Que tantísimos sean dichosamente ignorantes de cuánta gente es, o ha sido, sujeta a contención o control, quizás, no sorprende. Las prisiones se construyen para estar fuera de la vista y, por lo tanto, no se piense en ellas. De alguna manera, aun cuando estas instituciones contienen seres humanos, incluidos niños, e incluso aun cuando somos nosotros quienes apoquinamos los miles de millones de dólares que cuesta administrarlas, se espera que simplemente confiemos en que serán operadas de manera humana y que de hecho hacen más segura nuestra sociedad.
Como historiadora del crimen y castigo que ha estado dentro de las prisiones de EE UU y ha documentado abusos severos que se han dado dentro de ellas, sé que esta confianza no está garantizada. Ya es hora de que el público tenga acceso irrestricto a estas instituciones públicas para que puedan saber exactamente lo que sucede detrás de los muros carcelarios.
La lucha por ver el interior
De hecho, hay una larga historia de alejar al público de las prisiones para que los funcionarios penitenciarios puedan administrarlas como quieran.

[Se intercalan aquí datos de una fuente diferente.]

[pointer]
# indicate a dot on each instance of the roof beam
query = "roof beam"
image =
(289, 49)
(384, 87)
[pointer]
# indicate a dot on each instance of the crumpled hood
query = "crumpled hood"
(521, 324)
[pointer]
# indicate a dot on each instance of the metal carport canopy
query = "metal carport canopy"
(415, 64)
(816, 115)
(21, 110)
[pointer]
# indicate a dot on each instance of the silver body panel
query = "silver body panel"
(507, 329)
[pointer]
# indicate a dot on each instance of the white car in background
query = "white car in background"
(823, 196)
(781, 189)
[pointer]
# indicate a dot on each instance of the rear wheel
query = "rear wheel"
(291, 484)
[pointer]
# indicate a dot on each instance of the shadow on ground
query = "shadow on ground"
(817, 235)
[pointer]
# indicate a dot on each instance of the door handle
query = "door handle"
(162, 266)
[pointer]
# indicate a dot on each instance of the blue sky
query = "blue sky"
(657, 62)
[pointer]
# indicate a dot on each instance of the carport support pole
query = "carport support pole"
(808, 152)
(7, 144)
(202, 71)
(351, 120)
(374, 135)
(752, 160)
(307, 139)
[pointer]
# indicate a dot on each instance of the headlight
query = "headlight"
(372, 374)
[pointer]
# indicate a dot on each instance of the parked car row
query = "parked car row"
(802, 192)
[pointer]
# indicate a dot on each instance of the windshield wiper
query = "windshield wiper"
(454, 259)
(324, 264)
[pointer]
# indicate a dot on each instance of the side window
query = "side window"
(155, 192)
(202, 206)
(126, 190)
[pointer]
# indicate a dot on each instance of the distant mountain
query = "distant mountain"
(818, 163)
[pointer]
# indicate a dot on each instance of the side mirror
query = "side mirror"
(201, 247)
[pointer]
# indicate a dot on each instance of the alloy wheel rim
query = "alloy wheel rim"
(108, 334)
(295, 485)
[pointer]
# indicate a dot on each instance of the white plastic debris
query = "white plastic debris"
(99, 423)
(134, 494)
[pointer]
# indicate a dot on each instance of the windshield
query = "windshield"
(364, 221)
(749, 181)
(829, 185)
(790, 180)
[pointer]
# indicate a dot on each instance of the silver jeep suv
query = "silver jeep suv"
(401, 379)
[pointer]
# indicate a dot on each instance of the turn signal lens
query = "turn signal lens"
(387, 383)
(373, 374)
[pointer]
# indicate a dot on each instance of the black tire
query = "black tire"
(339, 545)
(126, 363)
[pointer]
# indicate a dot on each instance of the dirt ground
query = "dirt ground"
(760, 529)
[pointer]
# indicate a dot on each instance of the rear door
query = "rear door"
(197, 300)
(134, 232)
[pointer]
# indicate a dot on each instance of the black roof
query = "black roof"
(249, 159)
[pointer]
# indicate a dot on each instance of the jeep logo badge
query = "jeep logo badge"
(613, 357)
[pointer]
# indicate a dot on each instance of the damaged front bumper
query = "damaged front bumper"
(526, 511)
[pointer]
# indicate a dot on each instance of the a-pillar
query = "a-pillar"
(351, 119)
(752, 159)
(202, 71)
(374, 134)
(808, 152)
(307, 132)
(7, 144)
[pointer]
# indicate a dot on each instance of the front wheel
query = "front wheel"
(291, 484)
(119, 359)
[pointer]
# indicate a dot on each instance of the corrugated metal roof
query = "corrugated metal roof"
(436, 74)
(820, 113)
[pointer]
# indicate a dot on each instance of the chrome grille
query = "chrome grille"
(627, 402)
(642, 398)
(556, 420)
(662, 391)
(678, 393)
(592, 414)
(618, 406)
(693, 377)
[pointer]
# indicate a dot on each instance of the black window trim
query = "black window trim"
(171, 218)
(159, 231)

En gran parte del siglo XIX y entrado el XX, el miedo muy acendrado de los políticos estatales a la intromisión federal en sus poderes se traducía más generalmente en la llamada doctrina de no meter las manos cuando se trataba de cómo administraban sus prisiones. Se entendía que las autoridades carcelarias tenían el derecho de hacer lo que querían a aquellos bajo su cargo.
Por supuesto, los prisioneros rutinariamente trataban de llamar la atención sobre los abusos que les sucedían. Pero una y otra vez, y más notablemente en el tristemente célebre caso de 1871Ruffin v. Commonwealth, su intento de ser tratados como seres humanos fue negado formalmente. De hecho, según la corte en este caso, los prisioneros eran “esclavos del estado”.

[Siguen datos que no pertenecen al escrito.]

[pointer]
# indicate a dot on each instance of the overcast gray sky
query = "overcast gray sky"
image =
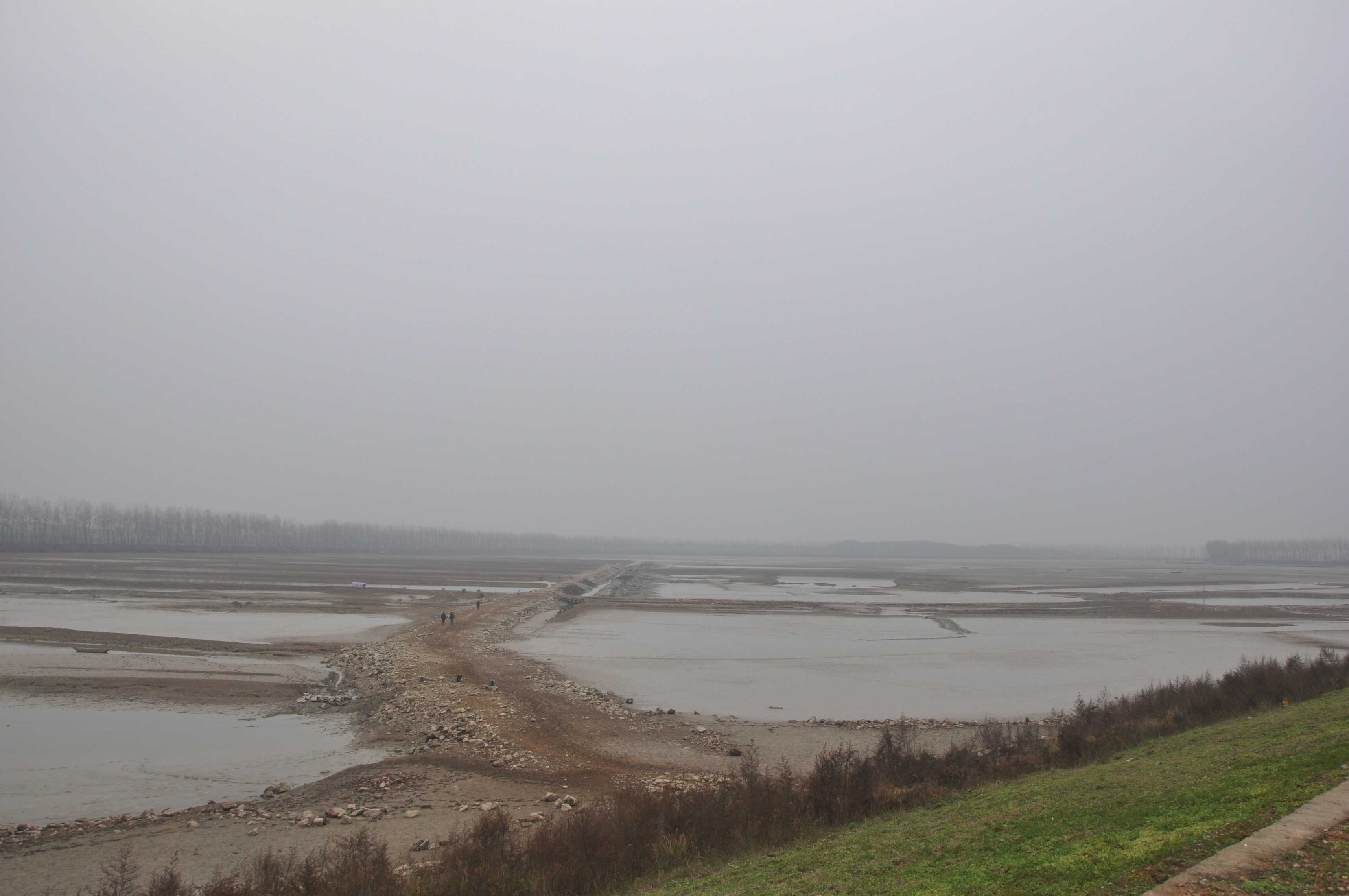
(1027, 272)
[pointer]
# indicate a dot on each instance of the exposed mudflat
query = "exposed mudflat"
(737, 647)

Sin embargo, en las décadas de 1960 y 1970, en respuesta al aumento en las protestas en instalaciones penitenciarias y en ciudades de todo el país, los prisioneros finalmente obtuvieron derechos. A cambio, el público empezó a saber un poco más de lo que les sucedía tras las rejas.

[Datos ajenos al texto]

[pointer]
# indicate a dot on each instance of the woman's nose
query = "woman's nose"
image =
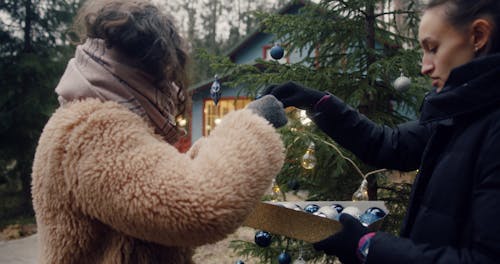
(427, 67)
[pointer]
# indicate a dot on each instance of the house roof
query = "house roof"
(241, 45)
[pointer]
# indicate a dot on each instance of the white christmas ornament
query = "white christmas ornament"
(328, 212)
(402, 83)
(354, 211)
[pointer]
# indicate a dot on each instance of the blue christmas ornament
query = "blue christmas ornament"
(293, 184)
(284, 258)
(277, 52)
(311, 208)
(215, 90)
(263, 238)
(337, 207)
(376, 211)
(367, 219)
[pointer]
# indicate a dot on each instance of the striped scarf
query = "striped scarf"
(99, 72)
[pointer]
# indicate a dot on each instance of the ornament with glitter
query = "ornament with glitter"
(215, 90)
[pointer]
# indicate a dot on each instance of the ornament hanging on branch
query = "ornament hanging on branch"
(284, 258)
(276, 194)
(277, 52)
(215, 90)
(402, 83)
(263, 238)
(309, 160)
(361, 193)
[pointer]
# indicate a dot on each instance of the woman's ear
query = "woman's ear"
(481, 30)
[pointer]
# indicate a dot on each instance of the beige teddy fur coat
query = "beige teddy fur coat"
(106, 189)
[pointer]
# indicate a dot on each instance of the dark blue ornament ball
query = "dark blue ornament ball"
(376, 211)
(284, 258)
(367, 219)
(293, 184)
(337, 207)
(263, 238)
(277, 52)
(311, 208)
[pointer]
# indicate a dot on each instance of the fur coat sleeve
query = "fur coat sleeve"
(121, 174)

Por ejemplo, fue tremendamente importante cuando la Corte Warren opinó en un caso de 1974,Wolff v. McDonnell, que
“a un prisionero no se le retiran por entero sus protecciones constitucionales cuando es encarcelado por un crimen. No hay una cortina de hierro cerrada entre la Constitución y las prisiones de este país”.
Sin embargo, al momento en que se daba más luz sobre las condiciones carcelarias a causa de resoluciones judiciales específicas, también quedó claro que las limitaciones serias al acceso público a estas instituciones permanecerían y, con el tiempo, en realidad aumentarían.
En 1974, la corte dictaminó enPell v. Procunier que los derechos de los prisioneros según la Primera Enmienda estaban de hecho limitados. En este caso, la corte sostuvo que los periodistas, la gente que podría oír recuentos de abusos de los prisioneros y compartirlos con el público, “no tenían un derecho constitucional de acceso a las prisiones o sus internos más allá del otorgado al público general”. Como lo mencionó Ted Kennedy apasionadamente ante sus colegas en el senado, esta decisión fue alarmante porque, como él señaló, “el público no puede visitar con regularidad las prisiones y entrevistar a los internos”.
Otro golpe significativo al acceso público se dio en 1987, cuando se dio una decisión en el casoTurner v. Safley. La corte dictó que los derechos de los prisioneros de hablar con los medios de comunicación existían solo hasta el punto en que las autoridades carcelarias no tuvieran una justificación razonable para restringir esos derechos. Y se restringió todavía más el acceso en el caso de 2003Overton v. Bazzetta. En pocas palabras, la corte dictaminó que si los administradores carcelarios deseaban prohibir visitantes en las prisiones, sus deseos superaban a otras consideraciones constitucionales como los derechos de los prisioneros según la Primera Enmienda.
La corte incluso halló que los funcionarios carcelarios podían evitar visitas entre los prisioneros y sus hijos si las restricciones de visitas se relacionaban con “intereses válidos en mantener la seguridad interna”.
Acceso exterior
Notablemente, otros sistemas carcelarios, más notoriamente los de países como Suecia y Noruega, son mucho más transparentes. Los funcionarios de esos países sostienen que la meta principal de la prisión es regresar a la gente mejorada a la sociedad. Y así, insisten ellos, las prisiones deben ser vigiladas para asegurar que son administradas de manera humana.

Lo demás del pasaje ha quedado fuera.